Sweetly Savage: Inequality in the Chocolate Market

Life is like a box of chocolates. This might mean something to your average first world consumer but to cacao producers in Africa the saying has no context. If it’s not obvious by the title the contemplative practice I found the most helpful was the chocolate practice. The combination of having both raw cacao and a piece of chocolate itself to taste and compare helped actualize the stark difference between the raw product and the processed product that consumers see. Tasting both also helped explain why chocolate is much more of a luxury than cacao. Cacao at best is flavorful but nowhere near as sweet as chocolate which is primarily composed of sugar and milk. So it is not hard to imagine that those that produce the essential component to chocolate, cacao, never get to experience the melt in your mouth product of their hard work. 

However, seeing the video in class of the cacao farmers that were so amazed at the sight and taste of chocolate made the economic reality of farming and agriculture more real. This was not the first time I had seen the video but to imagine that these people work day in and day out to produce raw material that they never get to enjoy in its final form is a good show of the chain of command in the food system. Producers are generally not payed or respected for all that they provide to consumers. In fact, producers in the food system are often neglected to the point where they struggle to be consumers in the food system they help perpetuate

In “The Color of Food “it was stated that in 2007 47% of agricultural workers in California were food insecure. The lack of proper payment and respect that these workers get for performing such a vital task in our economy seems outrageous. Especially when considering fact that food is a universal need. If we apply systems theory it can be easily said that the the way agricultural workers are treated is in line with a linear system rather than a living system. That is to say, agricultural workers aren’t paid or compensated in a way that allows them to sustain their work over time and that can lead to dire consequences in the U.S as the number of domestic producers continues to decline.
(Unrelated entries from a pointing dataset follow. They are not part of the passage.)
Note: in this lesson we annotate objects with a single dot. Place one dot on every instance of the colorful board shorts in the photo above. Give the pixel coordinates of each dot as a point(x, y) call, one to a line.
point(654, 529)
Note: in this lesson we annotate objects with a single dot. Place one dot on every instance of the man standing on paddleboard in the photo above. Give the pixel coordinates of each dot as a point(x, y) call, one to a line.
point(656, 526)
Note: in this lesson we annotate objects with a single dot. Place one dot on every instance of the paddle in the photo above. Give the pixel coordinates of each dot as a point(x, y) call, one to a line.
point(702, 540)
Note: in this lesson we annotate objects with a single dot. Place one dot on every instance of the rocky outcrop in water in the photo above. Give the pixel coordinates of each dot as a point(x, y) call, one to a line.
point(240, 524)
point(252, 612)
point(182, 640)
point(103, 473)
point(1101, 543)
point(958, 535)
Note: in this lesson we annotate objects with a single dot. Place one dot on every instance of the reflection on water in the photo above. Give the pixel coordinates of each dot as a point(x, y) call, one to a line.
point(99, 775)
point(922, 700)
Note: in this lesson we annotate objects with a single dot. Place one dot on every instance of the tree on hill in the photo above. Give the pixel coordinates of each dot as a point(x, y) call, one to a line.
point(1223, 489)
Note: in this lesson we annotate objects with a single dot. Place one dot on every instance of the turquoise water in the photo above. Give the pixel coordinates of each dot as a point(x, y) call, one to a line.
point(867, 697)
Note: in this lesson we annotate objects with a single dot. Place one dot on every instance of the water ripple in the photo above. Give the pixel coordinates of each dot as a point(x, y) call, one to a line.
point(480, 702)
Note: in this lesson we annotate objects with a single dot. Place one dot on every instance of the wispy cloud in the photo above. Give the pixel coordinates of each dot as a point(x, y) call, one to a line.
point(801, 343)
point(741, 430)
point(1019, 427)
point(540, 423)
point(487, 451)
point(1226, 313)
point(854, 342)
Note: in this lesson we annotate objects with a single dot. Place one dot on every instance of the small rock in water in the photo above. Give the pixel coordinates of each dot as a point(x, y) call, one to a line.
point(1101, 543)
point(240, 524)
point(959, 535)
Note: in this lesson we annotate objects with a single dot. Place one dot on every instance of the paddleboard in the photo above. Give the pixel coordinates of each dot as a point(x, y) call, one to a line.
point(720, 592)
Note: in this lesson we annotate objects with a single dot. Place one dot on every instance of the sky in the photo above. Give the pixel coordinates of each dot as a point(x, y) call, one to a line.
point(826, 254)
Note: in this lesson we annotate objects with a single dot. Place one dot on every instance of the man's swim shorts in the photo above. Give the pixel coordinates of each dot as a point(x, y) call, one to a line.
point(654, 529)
3 thoughts on “Sweetly Savage: Inequality in the Chocolate Market

  1. Yuko Watanabe

    Hi Yasmine
    I would like to agree that the most helpful contemplative practice was the chocolate one.
    It made me realized that many food we enjoy, especially cheap and processed food, and also large profits big firms get sacrifice farmers rights and fair-pays.
    You points out the lack of payment which doesn’t let farmers to sustain their work.
    This point let me remember the other contemplative practice, the one with strawberry.
    Before we ate a strawberry, we watched the video which showed us the picking strawberries with agricultural robots. The age has started that people are replaced by robots. It surprised me a lot and gave me a chance to think the relation between food we eat and those who are working to produce such foods.
    Of course, consumers will be happy to buy foods cheaply. But food has been essential for everyone over the ages and thus many people have been involved in food production. We should not to pursue its cheapness more than sustainable food system.
    Thank you for giving me a chance to connect two contemplative practices.

  2. Josh Williams

    Yasmine, I like how you applied “The Color of Food” reading to the video we watched about cacao producers in Africa. Much like in “The Color of Food” the people that work in the chocolate production chain do not earn a living standard that allows them to enjoy the fruits of their labor. A common solution for many Americans who have the resources available to change their consumption patterns is to start buying more local foods. The idea is that if the foods are locally grown, the workers would have been treated better and payed better. But, in Anderson’s article, “Limits of the Locavore,” he states that injustices in the international food system still occur on the local level. Local producers still use immigrant labor, and commit labor rights abuses knowing they can use the legal status of their workers as blackmail. Again, it seems that solving food inequality through shifting consumer habits will not solve the labor abuses known to occur. Raising the living standards of food workers will take more action than individual responsibility.

  3. Sungkun Choi

    Hi Yasmine,
    I enjoyed reading through your post, very cohesive and well put. I just wanted to propose something I thought was interesting and falls in line with contemplative practices. If you haven’t ever been to the UW farmers market (Sat. on the Ave past 50th ST 9am – 2:30pm) try going there and chatting with some of the farmers after buying some of their produce. Later on when you’re preparing a meal with whatever you bought try and see if you can remember the farmer you bought it from with absolute clarity. Try to do this (minus the talking with the producer) as well with products you bought from a grocery store.

    I tried to do this in the past, and I found that trying to imagine the producer of products I bought from the grocery store was difficult, the image in my head was just migrant workers. Whereas, with the products I bought from the farmers market I could picture the farmer I bought it from and go on to imagine what sort of hardships went into producing the product.

    I think the reason that many people don’t think about the workers who produce much of what they eat is because there is no face to match to the product. Perhaps another part of the issue is that there is an overabundance of available foods in the U.S. Barring overall nutrition, it’s nearly impossible for someone to starve to death in the U.S.. Perhaps this overabundance has caused our mindset to normalize not caring much about producers as regardless of whether we do or not we will be able to get our food so long as we pay for it.